If you feel pain in your foot at night, it probably isn’t plantar fasciitis but another condition such as tarsal tunnel syndrome or arthritis.
Healing Your Heels
If you suspect you have plantar fasciitis, make an appointment to see a medical professional. He or she can help diagnose your condition. As far as treatment goes, what works to treat one person’s plantar fasciitis may not work for another. Each person’s experience is different.
A good place to start treatment is at home, using home remedies. The first line of treatment to heal your plantar fascia and relieve your pain is rest. Stay off your feet as much as possible and avoid walking or running on hard surfaces. Don’t do activities that cause pain. Instead of running to burn calories, choose exercises such as cycling or swimming that don’t place stress on your feet.

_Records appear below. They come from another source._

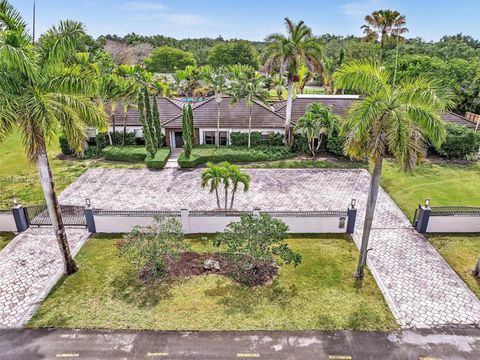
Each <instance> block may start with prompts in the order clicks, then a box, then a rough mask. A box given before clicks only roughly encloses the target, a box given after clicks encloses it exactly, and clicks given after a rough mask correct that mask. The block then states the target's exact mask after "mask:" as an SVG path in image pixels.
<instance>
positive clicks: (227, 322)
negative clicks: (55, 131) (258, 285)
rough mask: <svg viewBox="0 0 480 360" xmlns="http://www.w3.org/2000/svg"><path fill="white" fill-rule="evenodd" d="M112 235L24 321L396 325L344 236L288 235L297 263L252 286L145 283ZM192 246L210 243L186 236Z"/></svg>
mask: <svg viewBox="0 0 480 360" xmlns="http://www.w3.org/2000/svg"><path fill="white" fill-rule="evenodd" d="M117 239H118V237H117V238H116V237H115V236H105V235H104V236H97V237H94V238H92V239H90V240H89V241H88V242H87V244H86V245H85V246H84V247H83V248H82V250H81V251H80V253H79V254H78V256H77V260H78V263H79V266H80V271H79V272H78V273H77V274H74V275H72V276H70V277H68V278H63V279H62V280H61V281H60V282H59V283H58V284H57V286H56V287H55V288H54V289H53V290H52V291H51V293H50V295H49V296H48V298H47V299H46V301H45V302H44V303H43V304H42V306H41V307H40V309H39V310H38V312H37V313H36V314H35V316H34V317H33V319H32V320H31V321H30V323H29V327H68V328H106V329H121V328H130V329H155V330H247V329H268V330H298V329H321V330H333V329H362V330H389V329H395V328H397V325H396V323H395V321H394V319H393V316H392V314H391V313H390V310H389V309H388V306H387V305H386V303H385V301H384V299H383V296H382V294H381V293H380V290H379V289H378V287H377V285H376V283H375V281H374V279H373V278H372V276H371V275H370V273H368V272H367V274H366V277H365V280H364V281H363V284H362V286H361V287H355V284H354V281H353V277H352V274H353V272H354V269H355V265H356V260H357V254H358V251H357V249H356V248H355V245H354V244H353V242H352V241H351V240H348V239H346V238H345V237H344V236H335V235H329V236H318V235H317V236H315V237H292V238H290V239H289V240H288V244H289V246H291V248H292V250H294V251H297V252H299V253H300V254H301V255H302V257H303V261H302V263H301V264H300V265H299V266H298V267H297V268H294V267H293V266H287V265H284V266H283V267H282V269H281V271H280V275H279V277H278V278H277V279H276V280H275V281H274V283H273V284H271V285H268V286H263V287H258V288H254V289H249V288H246V287H242V286H240V285H238V284H237V283H234V282H232V281H231V280H229V279H226V278H224V277H221V276H218V275H203V276H198V277H192V278H189V279H184V280H181V281H180V280H177V281H174V282H169V283H165V284H161V285H157V286H155V287H153V288H151V289H149V288H146V287H144V285H141V283H139V281H138V280H137V273H136V272H135V271H134V270H133V269H132V267H131V265H130V263H129V262H127V260H126V259H124V258H120V257H118V250H117V248H116V246H115V242H116V240H117ZM190 241H191V243H192V247H193V249H194V250H195V251H200V252H205V251H212V249H211V245H210V242H209V241H207V240H205V239H203V240H202V239H201V237H196V238H191V240H190Z"/></svg>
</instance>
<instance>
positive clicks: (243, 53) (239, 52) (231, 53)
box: [207, 41, 259, 69]
mask: <svg viewBox="0 0 480 360" xmlns="http://www.w3.org/2000/svg"><path fill="white" fill-rule="evenodd" d="M207 63H208V64H209V65H210V66H212V67H214V68H220V67H228V66H230V65H235V64H241V65H248V66H251V67H253V68H254V69H258V65H259V63H258V52H257V50H256V49H255V48H254V47H253V46H252V45H250V44H249V43H248V42H247V41H230V42H226V43H218V44H217V45H215V46H213V47H212V48H211V49H210V50H209V51H208V59H207Z"/></svg>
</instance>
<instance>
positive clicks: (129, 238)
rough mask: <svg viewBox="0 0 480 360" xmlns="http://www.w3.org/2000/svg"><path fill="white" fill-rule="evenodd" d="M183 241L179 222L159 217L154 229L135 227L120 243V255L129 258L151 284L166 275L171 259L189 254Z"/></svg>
mask: <svg viewBox="0 0 480 360" xmlns="http://www.w3.org/2000/svg"><path fill="white" fill-rule="evenodd" d="M184 240H185V238H184V235H183V231H182V224H181V223H180V222H179V221H178V220H177V219H175V218H161V217H158V216H156V217H155V218H154V222H153V224H152V225H148V226H135V227H134V228H133V229H132V231H131V232H130V233H129V234H128V235H127V236H126V238H125V239H124V240H121V241H120V242H119V243H118V245H119V248H120V252H119V254H120V256H125V257H127V258H129V259H130V260H131V262H132V263H133V264H134V265H135V266H136V267H137V268H138V270H139V271H140V275H141V276H142V277H144V278H145V280H147V281H150V282H151V281H154V280H157V279H158V278H160V277H162V276H163V275H164V274H165V266H166V262H167V260H168V259H169V258H175V257H177V256H179V255H180V254H181V253H182V252H186V251H189V250H190V246H189V245H188V243H186V242H185V241H184Z"/></svg>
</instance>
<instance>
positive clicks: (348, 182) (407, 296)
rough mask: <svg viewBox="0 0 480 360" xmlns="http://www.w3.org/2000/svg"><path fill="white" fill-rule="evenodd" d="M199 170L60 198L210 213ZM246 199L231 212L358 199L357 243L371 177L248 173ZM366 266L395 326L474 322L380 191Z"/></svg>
mask: <svg viewBox="0 0 480 360" xmlns="http://www.w3.org/2000/svg"><path fill="white" fill-rule="evenodd" d="M200 171H201V170H192V171H182V170H174V169H168V170H163V171H148V170H105V169H92V170H88V171H87V172H86V173H85V174H83V175H82V176H81V177H80V178H79V179H78V180H77V181H76V182H75V183H74V184H72V185H71V186H70V187H69V188H68V189H66V190H65V191H64V192H63V193H62V195H61V202H62V203H63V204H71V205H81V204H83V203H84V201H85V198H90V199H91V200H92V204H93V206H94V207H97V208H103V209H108V210H179V209H181V208H183V207H187V208H189V209H191V210H206V209H208V210H209V209H214V208H215V206H216V202H215V197H214V195H213V194H209V193H208V191H206V190H202V189H201V187H200ZM247 171H248V173H250V174H251V177H252V181H251V186H250V190H249V191H248V192H247V193H243V192H238V194H237V195H236V205H235V208H236V209H239V210H240V209H241V210H252V209H253V207H259V208H260V209H262V210H341V209H346V208H347V206H348V204H349V203H350V200H351V199H352V198H356V199H357V207H358V211H359V214H358V221H357V224H356V230H355V234H354V236H353V238H354V241H355V242H356V244H357V246H358V245H359V243H360V239H361V232H362V226H363V217H364V210H365V203H366V196H367V191H368V185H369V180H370V175H369V173H368V172H367V171H366V170H318V169H317V170H311V169H308V170H307V169H295V170H293V169H291V170H278V169H268V170H266V169H251V170H247ZM373 227H374V229H373V231H372V237H371V240H370V247H371V248H373V251H370V252H369V259H368V264H369V267H370V270H371V271H372V273H373V275H374V276H375V279H376V280H377V282H378V284H379V286H380V288H381V290H382V292H383V293H384V295H385V298H386V299H387V302H388V304H389V305H390V308H391V309H392V311H393V313H394V315H395V317H396V318H397V320H398V322H399V323H400V324H401V325H402V326H404V327H430V326H439V325H472V324H480V301H479V299H478V298H477V297H476V296H475V295H474V294H473V293H472V291H470V289H468V287H467V286H466V285H465V284H464V282H463V281H462V280H461V279H460V278H459V277H458V275H457V274H456V273H455V272H454V271H453V270H452V269H451V268H450V266H449V265H448V264H447V263H446V262H445V261H444V260H443V258H442V257H441V256H440V255H439V254H438V252H437V251H436V250H435V249H434V248H433V246H432V245H430V243H429V242H428V241H427V240H426V239H425V238H424V237H423V236H422V235H420V234H418V233H417V232H415V231H414V230H413V229H412V227H411V225H410V222H409V221H408V219H407V218H406V217H405V215H404V214H403V213H402V211H401V210H400V209H399V208H398V207H397V206H396V204H395V203H394V202H393V201H392V199H391V198H390V197H389V196H388V195H387V194H386V193H385V192H384V191H383V190H381V191H380V194H379V199H378V206H377V212H376V214H375V219H374V225H373Z"/></svg>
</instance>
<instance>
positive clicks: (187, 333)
mask: <svg viewBox="0 0 480 360" xmlns="http://www.w3.org/2000/svg"><path fill="white" fill-rule="evenodd" d="M0 359H1V360H11V359H12V360H13V359H15V360H23V359H25V360H33V359H95V360H97V359H204V360H214V359H222V360H223V359H275V360H277V359H278V360H281V359H302V360H303V359H306V360H309V359H312V360H313V359H315V360H320V359H328V360H333V359H336V360H350V359H352V360H353V359H360V360H366V359H372V360H389V359H396V360H397V359H398V360H400V359H401V360H405V359H415V360H418V359H423V360H434V359H437V360H438V359H442V360H446V359H469V360H470V359H471V360H474V359H475V360H478V359H480V329H456V330H452V329H443V330H435V331H434V330H428V331H427V330H423V331H401V332H390V333H379V332H356V331H355V332H354V331H339V332H317V331H311V332H304V331H302V332H295V331H291V332H290V331H288V332H270V331H251V332H250V331H249V332H151V331H98V330H34V329H31V330H30V329H20V330H0Z"/></svg>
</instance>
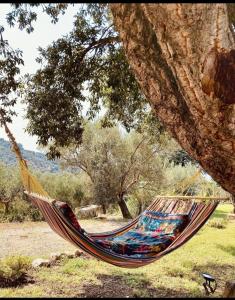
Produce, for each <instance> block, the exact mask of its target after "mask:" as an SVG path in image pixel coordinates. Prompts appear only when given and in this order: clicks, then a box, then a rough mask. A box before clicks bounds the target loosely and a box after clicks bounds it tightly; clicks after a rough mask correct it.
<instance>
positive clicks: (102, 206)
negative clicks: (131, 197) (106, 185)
mask: <svg viewBox="0 0 235 300" xmlns="http://www.w3.org/2000/svg"><path fill="white" fill-rule="evenodd" d="M102 211H103V214H104V215H106V212H107V211H106V206H105V204H102Z"/></svg>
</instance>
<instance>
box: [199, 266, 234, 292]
mask: <svg viewBox="0 0 235 300" xmlns="http://www.w3.org/2000/svg"><path fill="white" fill-rule="evenodd" d="M193 272H194V273H195V272H196V273H198V275H200V277H198V279H197V282H198V283H199V282H201V283H202V282H203V279H201V278H202V277H201V274H202V273H209V274H210V275H212V276H213V277H214V278H215V279H216V282H217V289H216V291H215V293H214V294H212V297H222V295H223V291H224V287H225V283H226V281H228V280H232V279H233V278H234V266H231V265H229V264H215V263H209V264H204V265H197V266H195V267H194V268H193ZM199 280H200V281H199Z"/></svg>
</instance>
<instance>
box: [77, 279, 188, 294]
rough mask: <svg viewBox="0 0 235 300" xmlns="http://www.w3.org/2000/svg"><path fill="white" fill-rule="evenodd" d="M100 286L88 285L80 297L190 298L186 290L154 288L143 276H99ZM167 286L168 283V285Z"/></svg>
mask: <svg viewBox="0 0 235 300" xmlns="http://www.w3.org/2000/svg"><path fill="white" fill-rule="evenodd" d="M97 279H98V280H100V282H101V283H100V284H97V285H95V284H86V285H84V286H83V287H82V293H81V294H79V297H82V298H83V297H86V298H87V297H90V298H140V297H141V298H142V297H148V298H155V297H156V298H188V297H190V293H189V291H188V290H186V289H181V290H178V291H177V290H173V289H168V288H167V287H165V288H163V287H160V288H156V287H154V286H152V283H151V281H149V280H148V279H147V278H146V277H145V276H144V275H143V274H122V275H104V274H102V275H98V276H97ZM166 286H167V283H166Z"/></svg>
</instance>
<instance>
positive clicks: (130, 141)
mask: <svg viewBox="0 0 235 300" xmlns="http://www.w3.org/2000/svg"><path fill="white" fill-rule="evenodd" d="M158 148H159V147H158V144H157V143H156V142H155V143H151V138H149V137H148V136H146V135H143V134H140V133H136V132H131V133H130V134H129V135H124V134H123V135H121V133H120V131H119V129H118V128H117V127H114V128H101V127H100V125H99V124H98V123H96V124H92V123H87V124H86V126H85V131H84V134H83V142H82V144H81V145H80V146H79V147H76V145H75V146H73V147H70V148H68V149H63V150H61V153H62V158H63V160H64V164H65V165H66V166H76V167H79V168H81V169H82V170H83V171H84V172H85V173H86V174H87V175H88V176H89V178H90V180H91V184H92V190H93V197H94V199H95V201H96V202H97V203H98V204H102V205H104V206H106V207H108V206H109V205H110V204H112V203H118V204H120V202H121V201H122V203H123V200H124V197H126V196H127V195H129V194H131V193H133V191H134V190H136V189H140V188H145V189H147V188H148V187H149V186H151V185H155V186H156V182H157V184H158V185H159V184H160V182H161V179H162V178H161V170H160V168H159V161H158V158H157V155H156V153H157V151H158Z"/></svg>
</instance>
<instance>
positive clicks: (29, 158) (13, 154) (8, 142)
mask: <svg viewBox="0 0 235 300" xmlns="http://www.w3.org/2000/svg"><path fill="white" fill-rule="evenodd" d="M19 148H20V151H21V152H22V155H23V157H24V158H25V159H26V160H27V163H28V165H29V166H30V167H32V168H33V169H37V170H40V171H47V172H52V173H56V172H59V171H60V166H59V164H58V162H56V161H50V160H47V157H46V155H44V154H43V153H40V152H34V151H29V150H25V149H24V148H23V146H22V145H21V144H19ZM0 161H2V162H4V163H5V164H7V165H9V166H15V165H16V164H17V160H16V157H15V154H14V153H13V152H12V150H11V145H10V143H9V142H8V141H6V140H4V139H2V138H0Z"/></svg>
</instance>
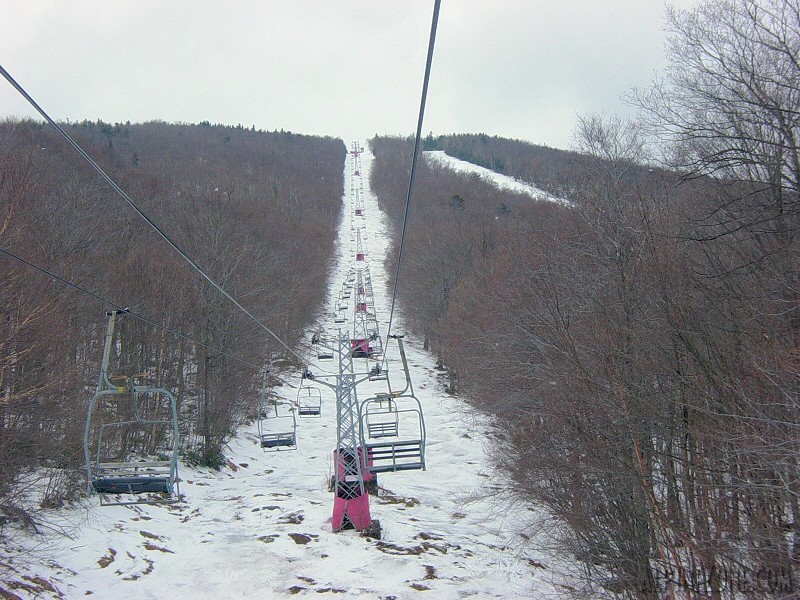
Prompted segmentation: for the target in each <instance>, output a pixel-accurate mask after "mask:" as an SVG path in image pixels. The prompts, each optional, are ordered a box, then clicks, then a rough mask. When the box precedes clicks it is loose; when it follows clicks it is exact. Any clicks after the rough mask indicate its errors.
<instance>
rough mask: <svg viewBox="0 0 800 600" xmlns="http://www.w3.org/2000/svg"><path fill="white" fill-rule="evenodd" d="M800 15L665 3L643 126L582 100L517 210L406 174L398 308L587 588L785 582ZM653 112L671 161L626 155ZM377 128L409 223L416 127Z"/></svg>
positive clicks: (451, 142)
mask: <svg viewBox="0 0 800 600" xmlns="http://www.w3.org/2000/svg"><path fill="white" fill-rule="evenodd" d="M798 14H800V5H798V3H797V2H796V1H788V0H785V1H784V0H764V1H761V2H750V1H746V0H741V1H737V2H734V3H729V2H717V1H714V0H712V1H707V2H703V3H702V4H701V5H700V6H698V8H696V9H694V10H693V11H688V12H685V11H673V12H671V13H670V20H669V23H668V29H669V32H670V36H671V38H670V53H669V57H670V60H671V61H672V63H671V66H670V68H669V69H668V70H667V72H666V74H665V79H664V81H662V82H661V83H660V84H659V85H658V86H656V87H655V88H653V89H652V90H646V91H643V92H639V93H638V94H637V96H636V101H637V102H638V103H639V105H640V106H641V108H642V109H643V111H644V113H643V114H644V116H645V118H646V120H645V121H644V125H642V124H635V123H627V122H623V121H621V120H619V119H614V118H611V119H607V118H598V117H586V118H583V119H581V121H580V124H579V127H578V130H577V133H576V141H577V148H576V150H578V151H579V152H581V153H582V154H583V156H582V157H581V159H580V161H577V162H574V163H573V164H578V163H580V164H581V165H583V166H582V167H581V168H580V169H578V170H576V172H575V173H574V174H573V175H572V176H570V173H569V170H568V169H566V170H564V172H563V173H562V176H563V178H564V182H565V186H566V187H565V189H570V190H572V191H571V194H570V195H569V197H568V199H569V200H571V201H572V202H573V203H574V206H573V207H564V206H559V205H555V204H533V201H531V203H530V206H528V207H525V208H520V207H519V203H518V204H517V205H515V206H514V207H512V209H511V210H510V211H508V212H506V211H505V210H500V209H498V204H497V200H496V199H494V198H493V197H492V196H491V195H490V194H489V193H488V191H487V190H485V189H484V188H482V187H478V185H477V184H476V182H475V181H474V180H473V179H471V178H469V177H459V176H457V175H455V174H452V173H445V172H437V171H432V170H430V169H429V168H423V170H422V173H421V176H420V179H419V180H418V181H419V188H418V191H417V193H416V195H415V200H414V206H413V207H412V216H411V222H410V224H409V227H410V231H409V235H408V238H407V246H406V249H405V251H404V252H405V253H407V254H406V256H407V258H404V261H405V260H407V261H408V262H406V263H404V268H403V271H402V273H401V284H400V290H399V293H400V295H401V299H402V301H403V304H404V306H405V309H406V311H408V312H409V313H410V314H409V317H410V318H409V323H410V324H411V325H412V326H413V327H414V328H416V329H417V331H418V332H420V333H422V334H424V335H425V336H426V337H427V338H428V339H429V340H430V341H431V343H432V345H433V349H434V350H435V351H436V352H437V353H438V354H439V355H440V356H441V358H442V361H443V362H444V363H445V365H446V366H447V367H448V369H449V371H450V372H451V373H452V375H451V380H452V381H453V382H454V383H456V384H457V385H456V386H455V389H456V390H459V389H460V390H462V391H463V392H464V393H465V394H466V395H467V397H468V398H469V399H471V401H472V402H474V403H475V405H476V406H478V407H480V408H481V409H483V410H485V411H487V412H488V413H490V414H492V415H495V416H496V417H497V422H498V424H499V427H500V429H501V431H502V434H503V435H502V443H501V446H500V448H499V450H498V453H497V460H498V462H499V463H500V465H501V466H503V467H505V468H506V469H508V471H509V472H510V473H511V474H512V475H513V479H514V482H515V488H514V490H513V492H514V493H518V494H520V495H522V496H524V497H525V498H527V499H529V500H532V501H534V502H536V503H538V504H539V505H541V506H543V507H545V508H546V512H547V515H548V519H546V520H544V521H543V522H542V523H538V524H537V526H542V527H549V528H550V533H551V534H553V535H555V536H556V539H557V546H558V547H560V548H562V549H564V550H566V551H568V552H569V553H570V555H571V557H572V558H573V559H574V560H577V561H578V562H579V563H580V564H581V565H582V566H583V570H582V571H580V572H574V571H573V572H572V573H570V577H571V579H572V581H571V583H573V584H575V594H576V595H581V594H587V593H588V594H604V595H615V596H618V597H626V598H667V597H687V598H689V597H726V598H732V597H739V598H767V597H769V598H783V597H794V596H796V595H797V593H798V585H799V584H798V575H800V569H798V566H799V565H800V502H799V501H798V500H799V498H798V493H799V492H800V468H799V466H798V456H800V454H799V453H798V451H799V450H800V413H798V408H799V407H800V406H799V405H800V402H799V401H798V376H800V360H798V357H799V356H800V355H798V349H797V348H798V323H800V321H799V320H798V301H799V300H800V297H799V296H798V282H799V281H800V278H799V277H798V275H800V273H799V272H798V260H797V251H798V233H800V229H799V226H800V212H799V211H798V207H799V206H800V204H799V203H798V200H800V197H799V196H798V192H799V191H800V186H799V185H798V182H800V167H798V165H800V161H798V159H797V157H798V146H797V142H796V139H797V137H796V135H797V131H799V130H800V129H798V127H799V126H800V117H799V116H798V115H800V111H798V107H799V106H800V71H798V69H797V63H796V60H795V58H796V48H797V47H798V42H800V40H799V39H798V36H799V35H800V34H798V32H797V29H796V28H795V27H794V26H793V23H796V17H797V15H798ZM721 82H722V83H724V85H721ZM645 126H646V130H647V132H648V133H649V134H650V135H651V136H652V135H655V136H657V137H655V138H652V137H651V138H650V140H651V141H652V140H655V143H656V144H657V148H656V150H657V151H658V152H660V153H661V154H662V155H663V156H668V157H670V158H671V161H672V162H671V165H672V168H673V169H675V172H677V173H680V175H681V178H682V180H683V183H682V184H680V185H678V176H677V175H670V173H669V172H667V171H660V170H657V169H656V170H652V171H651V170H650V169H647V168H643V167H641V166H638V165H641V164H642V162H643V160H644V159H645V156H646V154H645V149H646V147H647V145H646V143H645V142H646V141H647V140H646V139H645V138H644V137H643V136H642V135H641V133H642V131H643V127H645ZM458 139H461V138H459V137H458V136H456V137H452V138H450V141H449V142H448V143H456V141H457V140H458ZM463 139H464V140H465V148H463V152H462V154H461V155H462V156H465V155H467V154H468V153H470V152H474V138H471V137H465V138H463ZM479 143H482V142H479ZM514 144H518V142H514ZM487 145H489V142H487ZM498 145H499V146H502V144H498ZM372 146H373V149H374V151H375V153H376V161H375V166H374V170H373V185H374V189H375V190H376V191H377V193H378V195H379V198H380V200H381V202H382V203H383V204H384V206H386V207H387V212H389V214H390V215H392V216H393V218H394V219H395V222H396V223H398V222H399V221H398V219H399V218H400V213H399V211H398V207H397V204H399V203H402V201H403V199H404V198H405V191H404V190H403V188H402V186H398V185H397V182H398V181H399V180H401V179H402V178H403V177H404V176H405V174H406V173H407V171H408V166H409V165H410V156H411V144H410V141H408V140H399V139H387V138H376V139H374V140H373V141H372ZM535 152H536V150H535V149H531V150H530V152H529V153H528V154H532V153H535ZM454 153H455V154H458V152H454ZM571 157H572V155H565V157H564V163H563V164H565V165H566V164H569V163H570V162H571V160H572V158H571ZM648 175H649V177H648ZM457 179H460V182H459V183H456V180H457ZM534 182H535V183H537V184H538V185H540V186H541V185H543V182H542V181H537V180H534ZM496 193H497V192H496ZM462 209H463V210H464V211H465V212H466V211H469V213H468V217H469V218H467V219H460V214H461V213H460V212H459V211H460V210H462ZM415 213H416V214H415ZM415 230H416V231H415ZM411 232H414V233H413V235H412V233H411ZM487 233H488V235H487ZM420 269H427V271H428V272H429V275H430V274H432V275H434V276H435V282H434V283H431V282H423V281H422V280H423V279H424V277H422V276H418V270H420ZM427 276H428V275H426V277H427ZM450 389H451V390H452V389H454V387H453V385H452V384H451V386H450Z"/></svg>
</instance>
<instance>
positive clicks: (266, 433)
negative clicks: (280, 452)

Another helpful tip is to ice your heel twice a day for 10 to 15 minutes to reduce swelling and pain. Taking over-the-counter medication such as ibuprofen, naproxen, or aspirin can help you deal with the pain. Stretching your toes and calves first thing in the morning and then several times throughout the day can also help, as can investing in and wearing a new pair of shoes with adequate cushioning and good arch support or shoe inserts.
Home treatment is usually successful, but if your condition isn’t improved after a couple months, it’s time for medical assistance. Your physician may recommend various treatments, including wearing splints at night, wearing a special boot cast during the day, steroid shots in your heel, shock treatment, or, as a last resort, surgery.
Where It Ends
Plantar fasciitis doesn’t happen overnight. Rather, the injuries that result in the condition occur over time. Therefore, it may take a few weeks to up to two years to completely heal your heels. The sooner you start treatment, the sooner you’ll heal. If you let the pain continue without intervening, you may develop chronic pain that won’t go away. So stick with your treatment plan to beat it once for all.
And you should also know that you don’t have to take plantar fasciitis lying down. Help prevent plantar fasciitis by keeping your calf muscle, Achilles tendon, and ankle flexible by doing regular stretches. Also, wear supportive shoes and take rest breaks during long periods of standing or walking. With these steps, you’ll have pain-free steps for years to come!
A Lot of Foot Pain
Nearly one out of every 10 people will suffer from plantar fasciitis during life. Don’t let it get you down! Find it, fight it, and get on with life!